All Products
Search
Document Center

Hologres:Bitmap index

Last Updated:Dec 29, 2023

This topic describes how to use bitmap indexes in Hologres.

Overview

In Hologres, the bitmap_columns property specifies a bitmap index. This property uses an index schema that is independent of data storage. You can use the bitmap_columns property to accelerate equivalent comparisons based on a bitmap vector structure. Bitmap indexes can help filter data that equals a specified value in a stored file. Therefore, the bitmap_columns property is applicable to point queries. The following syntax is used to set a bitmap index:

-- Syntax supported by Hologres V2.1 and later
CREATE TABLE <table_name> (...) WITH (bitmap_columns = '[<columnName>{:[on|off]}[,...]]');

-- Syntax supported by all Hologres versions
CREATE TABLE <table_name> (...);
CALL set_table_property('<table_name>', 'bitmap_columns', '[<columnName>{:[on|off]}[,...]]');

Parameter

Description

table_name

The name of the table.

columnName

The name of the column.

on

Indicates that a bitmap index is created for the current column.

off

Indicates that no bitmap index is created for the current column.

Usage notes

  • We recommend that you specify a bitmap index for an equivalent query column. This way, Hologres can quickly locate the number of the row where the data that meets the filter conditions resides. If you specify a bitmap index for columns with high cardinality, additional storage overheads occur. Columns with high cardinality indicate that the columns contain less duplicate data.

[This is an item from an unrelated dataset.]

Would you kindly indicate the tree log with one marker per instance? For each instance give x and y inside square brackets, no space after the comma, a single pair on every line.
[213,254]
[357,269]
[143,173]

  • We recommend that you do not specify a bitmap index for each column in a table. This is because if you specify a bitmap index for each column in a table, additional storage overheads occur, and write performance is affected.

  • We recommend that you do not create bitmap indexes for columns whose JSON-formatted data is stored as the TEXT data type.

Limits

  • Only column-oriented tables and row-column hybrid tables support bitmap indexes. Row-oriented tables do not support bitmap indexes.

  • The columns specified by the bitmap_columns property can be null.

  • By default, all columns of the TEXT data type in a column-oriented table are specified as bitmap index columns.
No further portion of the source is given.